1. Create a `dict` that defines the `pandas` column type
2. Read the file in using a `pd.read_csv`.
3. Clean up all the column labels.
    
**Be sure to write clean code!**


## Problem 2
    
Now define an `sqlalchemy` table for these data using `pandas` `to_sql` dataframe method.  You can use the `sqlalchemy.String` and `sqlalchemy.Boolean` columns type, which are [documented here](https://docs.sqlalchemy.org/en/latest/core/type_basics.html)

## Problem 3
    
Now you need to make a new `engine`, `inspect` your database, and make a `session` to query the database.

## Problem 4
    
Perform `sqlalchemy` queries to answer each of the following questions.

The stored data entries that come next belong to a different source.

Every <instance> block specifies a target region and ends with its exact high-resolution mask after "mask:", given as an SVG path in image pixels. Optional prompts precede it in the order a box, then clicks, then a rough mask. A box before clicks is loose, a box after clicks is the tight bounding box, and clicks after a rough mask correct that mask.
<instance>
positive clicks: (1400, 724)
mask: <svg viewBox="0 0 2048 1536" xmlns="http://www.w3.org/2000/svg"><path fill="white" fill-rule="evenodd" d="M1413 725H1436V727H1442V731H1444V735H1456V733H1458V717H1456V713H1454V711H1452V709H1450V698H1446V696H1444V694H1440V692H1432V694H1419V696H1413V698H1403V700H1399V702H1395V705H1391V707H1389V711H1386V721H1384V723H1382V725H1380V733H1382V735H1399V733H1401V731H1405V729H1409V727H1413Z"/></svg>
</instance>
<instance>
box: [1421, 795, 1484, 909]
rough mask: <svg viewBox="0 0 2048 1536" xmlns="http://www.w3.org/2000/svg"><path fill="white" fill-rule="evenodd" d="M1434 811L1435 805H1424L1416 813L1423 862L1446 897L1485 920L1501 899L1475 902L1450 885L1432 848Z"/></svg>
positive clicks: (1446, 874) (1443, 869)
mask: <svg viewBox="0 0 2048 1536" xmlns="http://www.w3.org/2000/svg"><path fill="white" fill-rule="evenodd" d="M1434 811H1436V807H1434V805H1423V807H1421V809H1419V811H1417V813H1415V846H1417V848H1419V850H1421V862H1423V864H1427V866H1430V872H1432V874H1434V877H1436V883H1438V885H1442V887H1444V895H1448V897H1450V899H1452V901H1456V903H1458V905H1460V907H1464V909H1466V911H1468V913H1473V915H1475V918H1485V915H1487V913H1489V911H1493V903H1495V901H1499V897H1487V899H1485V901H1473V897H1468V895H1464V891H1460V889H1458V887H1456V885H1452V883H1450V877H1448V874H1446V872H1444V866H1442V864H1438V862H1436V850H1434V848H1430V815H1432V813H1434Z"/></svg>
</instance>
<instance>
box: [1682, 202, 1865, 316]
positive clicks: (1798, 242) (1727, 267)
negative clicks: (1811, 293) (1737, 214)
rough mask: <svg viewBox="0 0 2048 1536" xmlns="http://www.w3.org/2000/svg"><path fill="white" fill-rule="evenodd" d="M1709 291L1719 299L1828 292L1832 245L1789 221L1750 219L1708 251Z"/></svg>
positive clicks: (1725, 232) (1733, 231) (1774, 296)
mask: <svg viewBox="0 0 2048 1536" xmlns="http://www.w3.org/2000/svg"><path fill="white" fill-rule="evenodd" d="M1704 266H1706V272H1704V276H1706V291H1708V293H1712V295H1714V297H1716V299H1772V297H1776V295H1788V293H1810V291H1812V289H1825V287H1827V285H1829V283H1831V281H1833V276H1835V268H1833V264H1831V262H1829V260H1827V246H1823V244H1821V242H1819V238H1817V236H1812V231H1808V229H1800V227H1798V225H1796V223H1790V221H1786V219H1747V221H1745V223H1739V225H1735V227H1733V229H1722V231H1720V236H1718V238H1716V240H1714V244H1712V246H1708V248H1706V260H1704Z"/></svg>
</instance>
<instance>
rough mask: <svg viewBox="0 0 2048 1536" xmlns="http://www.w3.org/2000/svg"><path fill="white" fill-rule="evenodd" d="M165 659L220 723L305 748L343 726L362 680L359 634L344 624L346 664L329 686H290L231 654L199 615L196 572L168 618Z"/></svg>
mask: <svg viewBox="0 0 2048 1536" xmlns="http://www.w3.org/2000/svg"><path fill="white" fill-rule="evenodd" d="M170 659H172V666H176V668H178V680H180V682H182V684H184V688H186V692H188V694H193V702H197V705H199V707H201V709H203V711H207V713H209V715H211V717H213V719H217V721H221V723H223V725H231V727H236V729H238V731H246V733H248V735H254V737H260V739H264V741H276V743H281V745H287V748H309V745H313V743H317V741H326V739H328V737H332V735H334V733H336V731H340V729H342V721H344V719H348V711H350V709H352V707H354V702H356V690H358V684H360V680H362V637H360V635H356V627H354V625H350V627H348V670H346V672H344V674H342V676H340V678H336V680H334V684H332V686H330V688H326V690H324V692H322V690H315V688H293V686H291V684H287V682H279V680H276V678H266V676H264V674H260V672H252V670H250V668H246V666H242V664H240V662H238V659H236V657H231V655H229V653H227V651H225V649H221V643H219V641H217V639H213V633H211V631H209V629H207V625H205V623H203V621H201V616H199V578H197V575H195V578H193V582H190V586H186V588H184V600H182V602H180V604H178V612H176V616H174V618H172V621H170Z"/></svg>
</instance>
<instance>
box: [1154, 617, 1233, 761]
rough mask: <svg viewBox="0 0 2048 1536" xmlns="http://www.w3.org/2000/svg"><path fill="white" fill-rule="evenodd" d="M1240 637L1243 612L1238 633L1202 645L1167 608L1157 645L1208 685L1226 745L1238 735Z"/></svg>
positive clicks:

1. How many heroes have both Super Strength and Super Speed?
2. How many heroes have names that start with the word *Black*
3. Are heroes with Agility more likely to have Stealth?
4. What fraction of all heroes that can fly also have Super Strength?
5. Consider heroes that have names that contain `"girl"`, `"boy"`, `"woman"`, or `"man"`.  Compute the following ratio

$$\frac{N(\text{boy or man})}{N(\text{girl or woman}}$$

**Hint:** You will need to use some combination of `where`, `group_by`, and `count` for each part.

## Problem 5

Tell me another cool fact about the super powers.